Deze wijzigingsregeling betreft strikte implementatie en brengt geen ingrijpende veranderingen teweeg in de rechten en plichten van burgers en bedrijven en heeft ook geen ingrijpende gevolgen voor de uitvoeringspraktijk. Om deze reden is afgezien van internetconsultatie. Wel heeft een consultatieronde plaatsgevonden onder de brancheverenigingen Koninklijke Vereniging van Nederlandse Reders (KVNR), Vereniging van Waterbouwers, Netherlands Maritime Technology (NMT) en werknemers vakbond organisatie Nautilus. Deze ronde heeft geen commentaar opgeleverd anders dan dat men akkoord was met de voorgestelde wijziging.
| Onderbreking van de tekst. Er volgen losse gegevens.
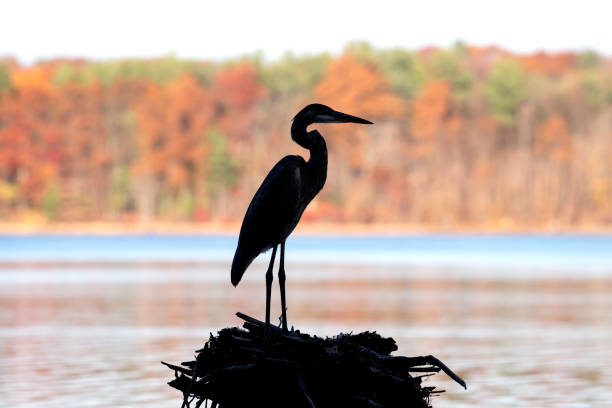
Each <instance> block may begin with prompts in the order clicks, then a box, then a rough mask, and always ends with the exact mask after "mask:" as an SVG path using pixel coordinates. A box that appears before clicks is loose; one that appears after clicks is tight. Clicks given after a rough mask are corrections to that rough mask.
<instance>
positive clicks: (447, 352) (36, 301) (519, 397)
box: [0, 264, 612, 407]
6. Inwerkingtreding/overgangsrecht

Deze wijzigingsregeling treedt met ingang van 21 december 2019 in werking. Dit is de datum waarop de richtlijn moet zijn omgezet. Deze datum van inwerkingtreding brengt met zich dat is afgeweken van het systeem voor Vaste Verandermomenten (Kamerstukken II 2008/09, 29 515, nr. 270 en 2009/10, 29 515, nr. 309). Hiertoe is een beroep gedaan op de vierde uitzonderingsgrond: Europese of internationale regelgeving. Deze uitzonderingsgrond biedt de mogelijkheid om af te wijken van het systeem voor Vaste Verandermomenten indien Europese implementatietermijnen onvoldoende ruimte bieden voor toepassing van vaste inwerkingtredingdata. Er is geen noodzaak voor overgangsbepalingen.

Transponeringstabel

Bepaling richtlijn, artikel 14, wijzigt Rl 2009/16/EG

Bepaling regeling

Whc: Wet havenstaatcontrole

Rhc: Regeling havenstaatcontrole 2011

Toelichting

Onderdeel 1, artikel 2

Artikel 1, onderdelen o tot en met r, Rhc

Opnemen drie begripsbepalingen

Onderdeel 2, artikel 3, eerste lid

Artikel 4, derde lid, Rhc

Uitbreiding reikwijdte richtlijn, toestaan inspecties van ro-ro-passagiersschepen en hogesnelheidspassagiersvaartuigen buiten een haven of ankerplaats

Onderdeel 3,

artikel 13

Artikel 4 Rhc

Betreft de wijze van selectie schepen die in aanmerking komen voor inspectie

Onderdeel 4,

artikel 14 bis

Artikel 11a Rhc

Inspecties ro-ro-passagiersschepen en hogesnelheidspassagiersvaartuigen op een geregelde dienst

Onderdeel 5,

artikel 15, derde lid

Behoeft geen implementatie

Bepaling betreft een verwijzing naar ingetrokken richtlijn 1999/35/EG. Deze verwijzing komt niet voor in de regeling.

Onderdeel 6,

artikel 16, eerste lid

Artikel 1, onderdeel d jo. artikel 11 Whc

 

Onderdeel 7,

Bijlage XVII

Artikel 11a, eerste lid, Rhc en artikel 22

Dynamische verwijzing naar bijlage van de richtlijn

De Minister van Infrastructuur en Waterstaat, C. van Nieuwenhuizen Wijbenga


X Noot
1

Richtlijn (EU) 2017/2110 van het Europees Parlement en de Raad van 15 november 2017 betreffende een inspectiesysteem voor de veilige exploitatie van ro-ro-passagiersschepen en hogesnelheidspassagiersvaartuigen op geregelde diensten en tot wijziging van Richtlijn 2009/16/EG en tot intrekking van Richtlijn 1999/35/EG van de Raad (PbEU L 315).

X Noot
2

Richtlijn 2009/16/EG van het Europees Parlement en de Raad van 23 april 2009 betreffende havenstaatcontrole (Herschikking) (PbEU L 315).

X Noot
3

Richtlijn 1999/35/EG van de Raad van 29 april 1999 betreffende een stelsel van verplichte onderzoeken voor veilige exploitatie van geregelde diensten met ro-ro-veerboten en hogesnelheidspassagiersvaartuigen (PbEU 1999, L 138).